How to Live in the NOW
Even a person who is not already predisposed to anxiety, restlessness or being easily distracted, the world we live in now can cause anxiety, stress and restlessness in that person.We live in the age of distraction.
It appears the mantra now is “DO.DO.DO.” We are always doing. In so doing, the present slips away, with little to no acknowledgement. Along with this constant state of doing, we are worrying and future tripping. Where does the NOW fit in? Usually the now comes in the form of some jolt or shock. Our lives are suddenly turned upside down because we were so busy worry and regretting the past or stressing about the future that the now is neglected; until it can no longer be neglected, and we find ourselves asking this question, “How did this happen?”
This way of living contributes to disconnection and mental fragmentation. Our minds jump from thought to thought without our consent. Is it any wonder some people turn to disordered eating, process addictions, or substance abuse? Self-medicating sometimes is the only way to distract ourselves from the distractions that inundate our minds. Sadly, the “medicine” will turn on us and we will be left in a much worse situation than before; needing treatment and a recovery process, and possibly detox.

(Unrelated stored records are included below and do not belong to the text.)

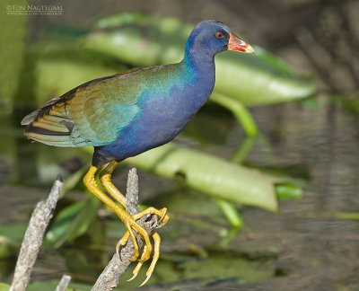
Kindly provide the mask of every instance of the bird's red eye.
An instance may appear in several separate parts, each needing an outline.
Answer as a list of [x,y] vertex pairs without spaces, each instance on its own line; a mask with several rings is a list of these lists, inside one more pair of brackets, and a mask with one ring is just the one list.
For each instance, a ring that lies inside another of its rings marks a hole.
[[217,33],[215,33],[215,37],[219,40],[223,37],[223,34],[222,32],[218,31]]

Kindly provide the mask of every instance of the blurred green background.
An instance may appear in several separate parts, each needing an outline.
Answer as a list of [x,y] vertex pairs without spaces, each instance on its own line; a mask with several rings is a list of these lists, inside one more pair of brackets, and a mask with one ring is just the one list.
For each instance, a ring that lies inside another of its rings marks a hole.
[[[28,4],[61,13],[10,13]],[[215,19],[256,55],[216,56],[214,93],[183,133],[114,173],[125,191],[136,166],[141,204],[170,211],[142,289],[359,290],[358,11],[350,0],[0,2],[0,281],[58,173],[29,290],[64,273],[89,290],[125,231],[82,184],[92,149],[31,143],[22,118],[86,81],[180,61],[194,25]],[[121,290],[144,280],[127,282],[131,272]]]

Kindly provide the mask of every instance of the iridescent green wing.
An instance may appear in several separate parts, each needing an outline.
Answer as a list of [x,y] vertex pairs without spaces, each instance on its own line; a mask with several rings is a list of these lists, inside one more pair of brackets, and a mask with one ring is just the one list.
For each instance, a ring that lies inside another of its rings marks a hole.
[[105,146],[139,111],[138,69],[83,84],[25,117],[25,135],[56,146]]

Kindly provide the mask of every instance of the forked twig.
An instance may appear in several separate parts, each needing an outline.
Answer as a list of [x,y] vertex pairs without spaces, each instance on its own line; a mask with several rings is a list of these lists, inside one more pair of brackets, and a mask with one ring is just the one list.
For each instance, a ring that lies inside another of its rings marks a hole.
[[33,264],[42,244],[45,230],[52,218],[58,195],[63,186],[62,178],[57,176],[46,202],[39,202],[32,212],[29,226],[23,238],[13,278],[9,291],[24,291],[30,281]]
[[[138,206],[138,177],[135,168],[131,169],[128,172],[126,200],[127,212],[130,215],[140,212]],[[151,219],[147,218],[148,216],[144,216],[137,223],[151,234],[157,226],[157,216],[152,216]],[[142,248],[144,245],[140,238],[137,238],[137,243],[139,248]],[[128,240],[126,246],[120,250],[119,256],[117,253],[113,255],[111,260],[97,278],[92,291],[110,291],[115,288],[119,278],[131,264],[131,258],[133,255],[133,243],[131,240]]]

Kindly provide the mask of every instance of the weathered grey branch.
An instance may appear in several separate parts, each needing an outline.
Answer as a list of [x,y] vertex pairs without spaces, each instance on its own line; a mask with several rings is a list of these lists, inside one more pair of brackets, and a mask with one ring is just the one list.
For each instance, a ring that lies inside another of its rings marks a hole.
[[65,291],[70,281],[71,281],[71,276],[64,275],[55,291]]
[[58,195],[63,186],[62,178],[57,176],[46,202],[39,202],[32,212],[29,226],[20,249],[19,258],[9,291],[23,291],[30,281],[32,266],[42,244],[45,230],[52,217]]
[[[126,211],[130,215],[138,213],[140,210],[138,207],[138,177],[135,168],[131,169],[128,173],[126,199]],[[144,216],[137,223],[151,234],[157,225],[157,216],[152,216],[149,220],[147,218],[148,216]],[[143,241],[138,237],[137,243],[139,248],[144,245]],[[120,250],[119,256],[117,253],[113,255],[111,260],[98,278],[92,291],[110,291],[116,287],[120,277],[131,264],[133,255],[133,243],[131,240],[128,240],[126,246]]]

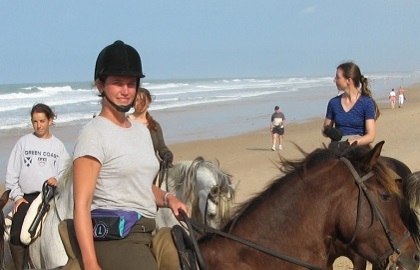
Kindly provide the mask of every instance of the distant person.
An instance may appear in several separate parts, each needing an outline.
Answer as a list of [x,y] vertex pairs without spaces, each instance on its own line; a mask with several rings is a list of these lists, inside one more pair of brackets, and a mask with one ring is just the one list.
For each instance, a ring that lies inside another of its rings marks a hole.
[[134,112],[128,117],[142,123],[149,129],[155,153],[158,154],[161,160],[168,162],[168,164],[172,164],[174,155],[171,150],[169,150],[168,146],[166,146],[162,128],[148,111],[152,102],[153,99],[149,90],[140,88],[135,99]]
[[273,138],[273,146],[271,147],[271,150],[276,151],[276,145],[277,145],[277,138],[279,142],[278,149],[283,149],[283,135],[284,135],[284,122],[286,118],[284,117],[284,114],[280,111],[280,107],[276,106],[274,107],[274,113],[271,115],[271,121],[270,121],[270,131]]
[[397,94],[395,93],[394,88],[392,88],[391,92],[389,92],[389,102],[391,102],[392,109],[395,107],[395,100],[397,98],[396,96]]
[[405,90],[400,86],[398,89],[398,108],[401,108],[405,100]]
[[34,132],[21,137],[14,146],[7,164],[6,190],[15,202],[10,230],[10,251],[16,269],[24,269],[27,246],[20,241],[20,232],[29,206],[42,191],[45,181],[57,181],[70,162],[64,144],[50,133],[56,118],[53,110],[42,103],[31,110]]
[[322,128],[334,126],[342,134],[342,140],[351,144],[368,145],[375,140],[376,119],[380,112],[372,98],[369,82],[359,67],[346,62],[337,67],[334,82],[344,93],[328,102],[326,117]]

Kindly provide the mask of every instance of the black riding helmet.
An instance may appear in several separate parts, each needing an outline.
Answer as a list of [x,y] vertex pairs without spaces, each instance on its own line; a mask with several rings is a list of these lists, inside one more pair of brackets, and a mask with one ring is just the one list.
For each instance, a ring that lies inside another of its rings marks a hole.
[[[139,53],[125,44],[121,40],[115,41],[113,44],[106,46],[98,55],[95,65],[95,81],[97,79],[105,81],[109,75],[114,76],[132,76],[137,78],[137,90],[140,87],[140,78],[144,78],[141,59]],[[112,102],[108,97],[101,93],[99,96],[105,97],[120,112],[128,112],[133,103],[122,106]]]
[[144,78],[139,53],[121,40],[106,46],[98,55],[95,66],[95,80],[108,75]]

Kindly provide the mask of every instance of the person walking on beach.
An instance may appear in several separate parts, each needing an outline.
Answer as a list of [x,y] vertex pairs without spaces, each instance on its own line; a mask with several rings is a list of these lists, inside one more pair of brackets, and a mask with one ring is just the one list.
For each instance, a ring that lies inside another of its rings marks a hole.
[[70,162],[64,144],[50,133],[55,118],[49,106],[35,104],[31,110],[34,132],[17,141],[7,164],[6,190],[10,190],[9,197],[15,202],[10,251],[18,270],[25,267],[27,246],[20,241],[20,232],[29,206],[41,192],[45,181],[48,185],[57,186]]
[[137,97],[134,103],[134,112],[128,117],[142,123],[149,129],[155,153],[158,154],[162,161],[167,164],[172,164],[174,155],[165,143],[162,127],[155,119],[153,119],[148,111],[152,102],[153,99],[150,91],[146,88],[140,88],[137,92]]
[[322,134],[326,136],[326,126],[335,126],[343,134],[342,140],[348,140],[350,144],[372,143],[380,112],[372,98],[368,79],[356,64],[346,62],[337,67],[334,82],[344,93],[328,102]]
[[391,102],[392,109],[395,107],[395,100],[397,98],[396,96],[397,94],[395,93],[394,88],[392,88],[391,92],[389,93],[389,102]]
[[[102,108],[81,131],[73,159],[74,229],[84,269],[180,268],[170,229],[152,232],[157,207],[176,216],[188,208],[153,185],[159,162],[150,132],[125,115],[143,77],[132,46],[118,40],[99,53],[94,80]],[[122,239],[94,241],[92,210],[124,210],[138,219]]]
[[277,138],[279,142],[278,149],[283,149],[283,135],[284,135],[284,122],[286,118],[284,117],[284,114],[280,111],[279,106],[274,107],[274,113],[271,115],[271,121],[270,121],[270,131],[272,134],[273,139],[273,146],[271,147],[271,150],[276,151],[276,145],[277,145]]
[[405,100],[405,90],[400,86],[398,89],[398,108],[401,108]]

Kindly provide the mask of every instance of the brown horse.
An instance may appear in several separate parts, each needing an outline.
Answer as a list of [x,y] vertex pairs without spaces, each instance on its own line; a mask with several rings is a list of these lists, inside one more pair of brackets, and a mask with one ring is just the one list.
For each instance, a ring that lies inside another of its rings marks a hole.
[[[385,165],[390,168],[392,171],[394,171],[396,174],[394,174],[394,178],[396,183],[398,184],[400,190],[402,191],[402,181],[409,176],[412,175],[412,172],[410,168],[403,162],[391,158],[391,157],[380,157],[380,160],[385,163]],[[415,207],[412,207],[413,209]],[[351,260],[353,263],[353,269],[354,270],[366,270],[367,262],[366,260],[358,255],[353,249],[351,249],[348,245],[345,243],[341,243],[338,239],[335,239],[334,244],[331,246],[330,256],[329,256],[329,267],[328,269],[333,269],[332,265],[334,261],[340,257],[345,256]],[[385,264],[381,266],[374,266],[373,270],[384,270]]]
[[377,268],[393,255],[401,269],[417,270],[417,217],[380,160],[382,146],[352,146],[340,158],[323,148],[300,161],[283,160],[286,175],[244,203],[223,229],[245,244],[207,234],[199,241],[202,264],[207,269],[322,269],[338,240]]

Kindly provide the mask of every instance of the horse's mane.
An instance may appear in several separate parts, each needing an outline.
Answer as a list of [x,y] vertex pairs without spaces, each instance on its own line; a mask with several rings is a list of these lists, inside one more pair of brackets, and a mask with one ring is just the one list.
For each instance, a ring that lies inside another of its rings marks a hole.
[[[235,208],[232,219],[226,224],[225,230],[231,230],[241,215],[245,212],[252,211],[253,208],[265,201],[267,196],[273,193],[273,191],[286,185],[289,181],[293,180],[295,176],[303,176],[308,170],[315,168],[316,166],[344,157],[351,161],[359,175],[362,176],[367,173],[367,165],[363,162],[363,157],[371,150],[370,146],[349,145],[347,142],[343,142],[340,145],[330,145],[328,147],[324,144],[323,147],[317,148],[310,153],[305,152],[296,144],[295,147],[301,152],[303,158],[293,160],[279,156],[280,161],[278,168],[283,173],[283,176],[271,181],[265,190],[254,194],[249,200],[238,205]],[[392,178],[390,169],[387,168],[384,162],[378,160],[371,170],[376,176],[375,179],[385,190],[392,194],[396,194],[397,196],[401,196],[401,191]]]
[[230,217],[230,204],[234,200],[235,190],[232,188],[231,175],[222,171],[219,164],[215,165],[206,161],[203,157],[197,157],[191,161],[181,161],[172,168],[172,182],[169,183],[169,190],[175,192],[182,191],[184,201],[190,201],[198,204],[194,188],[196,185],[198,168],[207,169],[213,173],[218,187],[218,213],[222,220]]

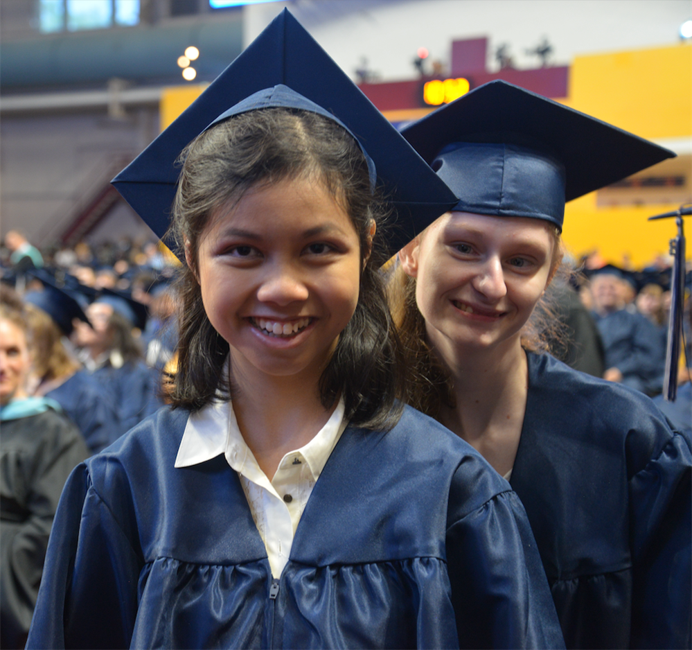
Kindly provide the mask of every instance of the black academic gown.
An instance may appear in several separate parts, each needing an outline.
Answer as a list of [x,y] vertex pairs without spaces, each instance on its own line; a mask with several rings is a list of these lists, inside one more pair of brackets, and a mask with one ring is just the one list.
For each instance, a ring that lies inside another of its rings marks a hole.
[[24,647],[62,486],[88,455],[76,427],[51,409],[0,422],[3,650]]
[[529,353],[511,483],[568,649],[689,648],[692,455],[645,396]]
[[76,470],[28,649],[564,647],[518,498],[432,420],[346,429],[274,580],[225,458],[174,468],[187,417]]

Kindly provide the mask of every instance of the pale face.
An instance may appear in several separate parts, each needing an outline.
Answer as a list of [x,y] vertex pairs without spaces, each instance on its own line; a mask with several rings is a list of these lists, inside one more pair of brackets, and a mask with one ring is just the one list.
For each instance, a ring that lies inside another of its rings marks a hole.
[[7,318],[0,319],[0,406],[26,396],[25,383],[30,360],[26,335]]
[[456,352],[520,345],[556,245],[538,219],[452,212],[400,252],[429,342]]
[[598,312],[611,312],[619,309],[623,304],[622,281],[607,273],[594,275],[591,280],[591,294],[594,297],[594,308]]
[[329,191],[307,179],[251,190],[212,218],[197,258],[234,376],[319,380],[355,310],[361,271],[357,234]]

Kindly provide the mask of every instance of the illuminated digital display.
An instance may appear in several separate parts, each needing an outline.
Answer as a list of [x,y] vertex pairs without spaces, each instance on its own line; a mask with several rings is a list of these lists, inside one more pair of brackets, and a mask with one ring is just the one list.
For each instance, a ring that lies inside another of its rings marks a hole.
[[439,106],[448,104],[469,91],[471,85],[468,79],[433,79],[423,85],[423,101],[426,104]]

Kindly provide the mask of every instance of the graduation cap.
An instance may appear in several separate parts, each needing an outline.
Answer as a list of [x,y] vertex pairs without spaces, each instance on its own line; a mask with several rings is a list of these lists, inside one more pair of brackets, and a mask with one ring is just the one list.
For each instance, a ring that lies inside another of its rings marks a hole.
[[59,286],[55,277],[45,269],[35,269],[31,275],[43,284],[43,290],[29,291],[24,296],[24,302],[42,310],[60,328],[65,336],[69,336],[73,329],[75,318],[89,322],[82,307],[74,296]]
[[[269,89],[279,86],[290,92],[276,89],[272,98]],[[267,92],[248,99],[262,91]],[[233,108],[243,100],[240,111]],[[396,214],[391,249],[456,203],[453,193],[285,9],[112,183],[163,237],[178,181],[175,162],[188,143],[238,112],[285,105],[309,106],[335,119],[366,152],[374,164],[371,172]]]
[[124,291],[104,288],[94,303],[105,303],[110,305],[116,313],[120,314],[132,324],[133,327],[143,330],[147,324],[147,307],[134,300],[131,295]]
[[532,217],[560,229],[566,201],[675,155],[499,80],[402,134],[459,197],[454,210]]

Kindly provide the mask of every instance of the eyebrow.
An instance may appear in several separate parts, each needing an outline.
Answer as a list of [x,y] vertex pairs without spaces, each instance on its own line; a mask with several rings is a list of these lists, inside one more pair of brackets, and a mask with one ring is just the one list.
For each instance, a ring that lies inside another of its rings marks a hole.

How Does Being Mindful Help in Recovery?
Living in the moment, or being “mindful”, promotes happiness, peace, empathy and security. It also helps a person be less judgmental of their thoughts and realize that they are NOT their thoughts. A mindful person can take a step back and look at their thoughts without attaching anything to them. This creates an awareness which in turn reduces impulsivity and reactivity that can lead to disordered thinking, habits or substance abuse.
Staying aware can mean the difference between sobriety and relapse. Learning coping skills and healthy responses require that a person be present and mindful. This will help in dealing with emotionally charged situations, cravings or triggers. It’s not easy at first to remain aware and mindful, but it is hugely beneficial to recovery.
Tips for Mindfulness
STOP THINKING ABOUT IT!
Focusing too intensely on what you are doing makes it worse. Slow down and look around, outside of yourself. Turn down the volume on the mental chatter. Tell yourself, “Be here now.”, or any other mantra that will help you pause and stay present.
SAVOR THE MOMENT
Stop comparing your current meal with last weeks’ phenomenal meal. Enjoy what is in front of you right now. Don’t think about your next meal and where it’s coming from! The movie you are going to see? Don’t think, “It’s probably going to be a flop like the one I saw last month!” This is a sure way to set yourself in disappointment mode and take you completely out of the moment. Actively savoring something each day creates positive emotions and lessens depressive or stressful symptoms.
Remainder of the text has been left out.